3. I’d never been bothered about going travelling, when others were talking about Gap Yah’s, all I wanted was to go to uni and party party, meet cool people and chill out. I had a great time! Since then, I’ve found myself more and more interested, fascinated even with other cultures. Learning from people with different backgrounds to my own became a bit of a hobby for me, drinking up the differences between their upbringing and habits, pastimes, beliefs etc is something I enjoy so, so much and I want more of. From this, I decided I wanted to see first hand, some of the culture and places which had influenced them and their culture.
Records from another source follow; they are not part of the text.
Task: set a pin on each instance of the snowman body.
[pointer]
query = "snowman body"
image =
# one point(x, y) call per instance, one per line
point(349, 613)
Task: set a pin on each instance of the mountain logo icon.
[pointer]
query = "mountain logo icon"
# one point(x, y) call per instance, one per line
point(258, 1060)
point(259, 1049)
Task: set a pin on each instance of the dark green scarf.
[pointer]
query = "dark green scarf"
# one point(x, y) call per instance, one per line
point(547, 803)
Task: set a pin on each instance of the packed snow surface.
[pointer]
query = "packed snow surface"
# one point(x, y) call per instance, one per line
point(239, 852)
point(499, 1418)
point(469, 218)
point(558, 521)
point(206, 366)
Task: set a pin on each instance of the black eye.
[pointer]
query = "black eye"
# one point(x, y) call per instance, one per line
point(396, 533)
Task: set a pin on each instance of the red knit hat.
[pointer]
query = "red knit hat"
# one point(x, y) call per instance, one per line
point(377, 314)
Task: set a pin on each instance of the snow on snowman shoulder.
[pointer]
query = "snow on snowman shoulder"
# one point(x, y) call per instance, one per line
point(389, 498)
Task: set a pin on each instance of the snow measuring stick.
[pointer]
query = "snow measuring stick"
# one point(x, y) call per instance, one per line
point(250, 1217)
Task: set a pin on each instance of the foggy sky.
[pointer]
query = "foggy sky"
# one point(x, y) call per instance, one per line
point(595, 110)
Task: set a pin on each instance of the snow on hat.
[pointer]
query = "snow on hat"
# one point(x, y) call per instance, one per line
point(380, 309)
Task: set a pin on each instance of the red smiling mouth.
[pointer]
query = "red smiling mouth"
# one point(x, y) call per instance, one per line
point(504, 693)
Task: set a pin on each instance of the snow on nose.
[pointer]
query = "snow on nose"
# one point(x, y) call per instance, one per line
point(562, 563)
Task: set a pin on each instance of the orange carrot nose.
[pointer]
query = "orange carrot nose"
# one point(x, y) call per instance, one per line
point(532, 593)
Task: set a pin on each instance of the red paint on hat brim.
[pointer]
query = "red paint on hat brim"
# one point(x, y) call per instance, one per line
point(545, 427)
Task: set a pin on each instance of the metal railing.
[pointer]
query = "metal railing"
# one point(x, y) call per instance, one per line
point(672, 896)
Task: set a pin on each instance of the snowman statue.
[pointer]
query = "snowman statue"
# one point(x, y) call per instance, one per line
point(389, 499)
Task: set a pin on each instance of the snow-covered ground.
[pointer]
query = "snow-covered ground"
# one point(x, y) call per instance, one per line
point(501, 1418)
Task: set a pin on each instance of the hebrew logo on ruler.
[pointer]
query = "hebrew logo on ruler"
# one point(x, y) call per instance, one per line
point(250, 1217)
So now I’m sat here, freezing my hands off in the boyfriend’s spare room trying not to wake him up with my music, typing away quickly because I’m nervous and I’m scared and I’m excited and I both want this to happen tomorrow and I want it to happen in a year!
Missing people will be something I’ll have to deal with, and I think this is a big part of the ‘nervous and scared’ I mentioned. I’m a very sociable person, the kind of girl who will get antsy if I spend longer than a day in the house not seeing anybody, and I love my friends to pieces. The idea that I’ll be missing out on what’s going on in their daily lives, the somewhat selfish thought that I might be forgotten because I’m not around is all a little paranoia I’m sure, I’m going out of my comfort zone and the scaredy cat inside me is clinging to excuses for why I should stay at the last minute.
I should add that some of what I’m nervous about is, I feel, justified, fears about meeting ‘not nice’ people abroad, security issues, illness overseas, getting lost etc etc and the list goes on, these are all things I think anyone would be worried about doing something like this for the first time. But I guess everything I’m feeling is perhaps normal?
So, scaredy cat. Shush damn you! Shush and let me go back to sleep please, I’m going away in 2 weeks and have lots to do!